Durham, NC - Two Duke leaders articulated last week the value and purpose of some of the university's international initiatives, while acknowledging potential pitfalls in such efforts.

"Our objective is not to go abroad, but to reinvent the business school," said Fuqua Dean Blair Sheppard, in speaking of the school's plans for partner campuses on six continents. "We need to de-parochialize Fuqua."

Sheppard and Sandy Williams, senior adviser for international strategy at Duke, spoke as part of a conversation with Duke Chapel Dean Sam Wells called "Duke's Global Ventures: Collaboration or Colonialism?" Wells posed questions such as, how do international partnerships relate to the university's core mission? And, what mistakes should Duke avoid in pursuing them?

About 40 people attended the April 1 event, hosted by the Kenan Institute for Ethics and the Chapel, in the Alumni Memorial Commons Room in the Divinity School.

In explaining Fuqua's international plan, Sheppard said the school was responding to today's worldwide nature of business, and not simply trying to lay claim to foreign countries.

"You take on a view based on the place where you spend a majority of your time," he said. "Therefore if you send significant time in other places, you take on other views."

Williams cited the rapid spread of disease across national borders as one reason to form international partnerships in medicine. In the case of the Duke-NUS Graduate Medical School Singapore, Williams said the partnership has become "best in class" because it is a good match.

"They were not producing doctors who were impatient with the current status of medicine; they were not producing the inventors and the scientists and the drivers of new technology," he said. "They wanted that kind of entrepreneurial energy, and of all the U.S. medical schools, they chose Duke -- . We believe we are delivering that to them."

Both men acknowledged missteps are possible.

Sheppard said in Fuqua's announcement of its initiative it inadvertently used performance groups, including scantily clad Indian dancers, that reinforced superficial cultural stereotypes.

Williams said universities need to be wary of "shallow franchising agreements," which lend a school's name to a project but not its qualities. "What Duke does abroad should be fully Duke," he said.

In responding to the presentations, professors Karla Holloway and Ranjana Khanna offered reflections.

Holloway, James B. Duke Professor of English and a professor of law, said Duke ventures in other countries should follow the model of international bodies such as the United Nations.

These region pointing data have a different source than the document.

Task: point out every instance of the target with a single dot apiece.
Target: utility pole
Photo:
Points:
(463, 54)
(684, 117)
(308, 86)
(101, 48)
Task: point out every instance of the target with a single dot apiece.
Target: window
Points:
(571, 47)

"Unless we think about places where -- the United Nations is an example -- where our vote counts the same as the vote of our colleague next to us, then I think we are likely to repeat the forms of colonialism," she said.

Khanna, Margaret Taylor Smith Director of Women's Studies, cautioned against initiatives that enhance Duke's reputation and appease a host government but forget a university's fundamental purpose.

"The university is not about modeling good citizens, it's about asking difficult questions about the truth," she said.